Haddad, PhD, BSN’75, professor emerita and former director of the Center for Health Policy and Ethics at Creighton, this year published her first poetry collection, An Otherwise Healthy Woman, through the Backwaters Press. The work explores modern healthcare, drawing on Haddad’s experiences as a nurse, patient and caregiver.

“All of the poems in the collection are based on my experiences and my creative imagination,” Haddad says. “Every time I find myself in a patient setting, I notice everything and listen to everything too as potential grist for my poem mill. I make little notes on the backs of things — there are certain exchanges or images that happen in waiting rooms, for example, that I might be able to write about or see in a different way.”

Becoming a poet has, in a way, been a strenuous exercise in brevity for Haddad, who retired from Creighton in 2018 and later completed a Master of Fine Arts in Creative Writing at Queens University in Charlotte, North Carolina. As a healthcare provider and educator, she says, her natural inclination is to explain as clearly and directly as possible.  

Poetry, she says, gets to the point of presenting information in a very different way.

All of the poems in the collection are based on my experiences and my creative imagination.
— Amy Haddad, PhD, BSN’75

“With poetry, you don’t have to explain to the reader every single meaning you intend behind words in a poem,” Haddad says. “The reader is going to decide and interpret what I’m trying to say … My biggest struggle in writing is to eliminate all of my explanations.”

Haddad’s creative endeavors began early on during her time at Creighton, where, even after starting her nursing studies in the College of Nursing, she took classes in dance and art history. After graduating, she worked as a nurse with St. Joseph’s Hospital in Omaha, later pursuing a Master of Science in Nursing from the University of Nebraska College of Nursing and a PhD in adult education from the University of Nebraska-Lincoln.

Haddad returned to Creighton in 1985 to teach ethics in the School of Pharmacy and Health Professions. She later held the Dr. C.C. and Mabel L. Criss Endowed Chair in Health Sciences and held a joint faculty appointment with the College of Nursing.

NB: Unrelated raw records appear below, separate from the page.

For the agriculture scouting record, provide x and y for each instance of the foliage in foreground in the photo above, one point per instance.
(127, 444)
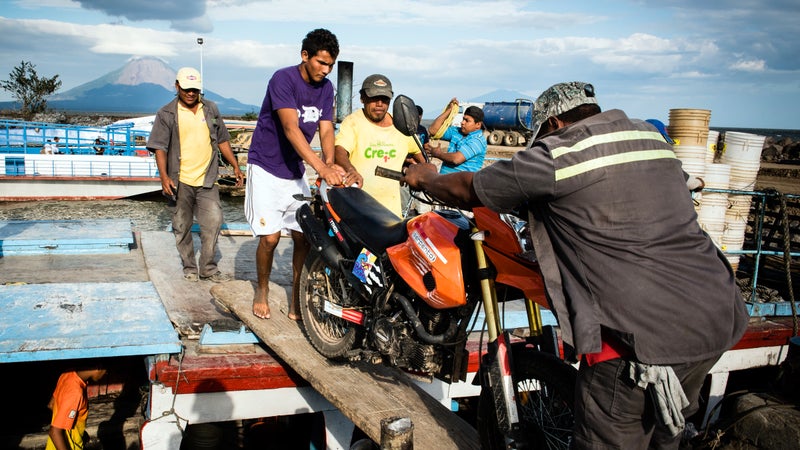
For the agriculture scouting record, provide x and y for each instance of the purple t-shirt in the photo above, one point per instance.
(270, 149)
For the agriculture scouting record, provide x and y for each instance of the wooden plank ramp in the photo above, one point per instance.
(365, 393)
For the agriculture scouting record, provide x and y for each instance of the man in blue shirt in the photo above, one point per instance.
(467, 144)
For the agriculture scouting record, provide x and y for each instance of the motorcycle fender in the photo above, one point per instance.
(496, 376)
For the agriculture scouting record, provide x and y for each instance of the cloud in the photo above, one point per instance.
(191, 13)
(137, 10)
(749, 66)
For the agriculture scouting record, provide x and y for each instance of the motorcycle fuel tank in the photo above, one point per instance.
(430, 261)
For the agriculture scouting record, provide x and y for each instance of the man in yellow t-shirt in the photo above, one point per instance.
(187, 137)
(367, 139)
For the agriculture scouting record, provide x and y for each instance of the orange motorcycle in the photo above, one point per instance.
(407, 291)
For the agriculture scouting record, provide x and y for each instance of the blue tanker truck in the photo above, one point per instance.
(508, 123)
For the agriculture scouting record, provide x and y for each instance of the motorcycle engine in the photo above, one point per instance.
(394, 338)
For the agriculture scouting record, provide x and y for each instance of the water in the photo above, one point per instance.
(147, 213)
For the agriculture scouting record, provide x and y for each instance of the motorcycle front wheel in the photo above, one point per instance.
(545, 386)
(333, 337)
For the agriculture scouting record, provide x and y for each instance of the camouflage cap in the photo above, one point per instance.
(558, 99)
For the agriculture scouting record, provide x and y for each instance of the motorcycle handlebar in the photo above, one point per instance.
(388, 173)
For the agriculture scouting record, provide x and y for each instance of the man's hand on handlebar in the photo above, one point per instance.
(416, 175)
(353, 178)
(333, 174)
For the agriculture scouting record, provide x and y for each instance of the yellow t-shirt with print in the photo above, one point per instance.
(371, 146)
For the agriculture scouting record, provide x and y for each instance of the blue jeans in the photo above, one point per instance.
(202, 203)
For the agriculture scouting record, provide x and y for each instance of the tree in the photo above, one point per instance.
(29, 89)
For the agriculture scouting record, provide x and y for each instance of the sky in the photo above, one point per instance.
(738, 58)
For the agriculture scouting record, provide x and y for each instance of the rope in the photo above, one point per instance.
(449, 120)
(787, 260)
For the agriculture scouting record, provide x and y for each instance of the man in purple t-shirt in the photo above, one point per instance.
(298, 103)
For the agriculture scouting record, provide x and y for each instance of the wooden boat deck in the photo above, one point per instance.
(281, 375)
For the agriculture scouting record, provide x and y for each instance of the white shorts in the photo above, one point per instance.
(268, 203)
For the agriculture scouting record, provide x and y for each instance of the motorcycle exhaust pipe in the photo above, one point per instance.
(316, 235)
(423, 334)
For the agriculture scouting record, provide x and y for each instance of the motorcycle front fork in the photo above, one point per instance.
(496, 365)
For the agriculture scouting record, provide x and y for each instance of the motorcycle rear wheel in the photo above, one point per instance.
(332, 336)
(545, 385)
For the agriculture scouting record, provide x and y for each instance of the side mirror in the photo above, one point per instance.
(405, 115)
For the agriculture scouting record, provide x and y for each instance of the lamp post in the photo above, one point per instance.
(200, 42)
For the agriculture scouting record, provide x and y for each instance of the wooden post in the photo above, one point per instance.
(397, 433)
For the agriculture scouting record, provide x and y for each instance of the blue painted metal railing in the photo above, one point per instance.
(758, 230)
(31, 137)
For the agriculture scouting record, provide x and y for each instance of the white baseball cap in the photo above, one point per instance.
(189, 78)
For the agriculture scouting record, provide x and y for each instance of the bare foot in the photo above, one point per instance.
(261, 305)
(261, 310)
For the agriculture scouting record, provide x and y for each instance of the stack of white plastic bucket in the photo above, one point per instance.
(714, 205)
(689, 129)
(711, 147)
(742, 152)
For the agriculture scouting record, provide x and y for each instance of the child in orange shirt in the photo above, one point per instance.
(70, 408)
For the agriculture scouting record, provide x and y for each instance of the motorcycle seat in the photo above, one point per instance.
(372, 223)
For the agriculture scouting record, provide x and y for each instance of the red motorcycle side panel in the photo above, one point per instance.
(431, 248)
(502, 247)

Throughout her time at Creighton, Haddad says she worked to incorporate art and the humanities into her courses, using poetry and short stories in her lessons with health sciences students and, at times, hosting class trips to local theater productions that related to topics in healthcare and ethics.

“It was wonderful to have that underpinning of the liberal arts in my education at Creighton, and I was glad to bring that to my students as well,” she says. “As an educator, you hope that you can open the door for someone to enjoy the arts and humanities and have it be a part of their life, whether or not they ever do anything with it career-wise. It just makes them a more well-rounded person.”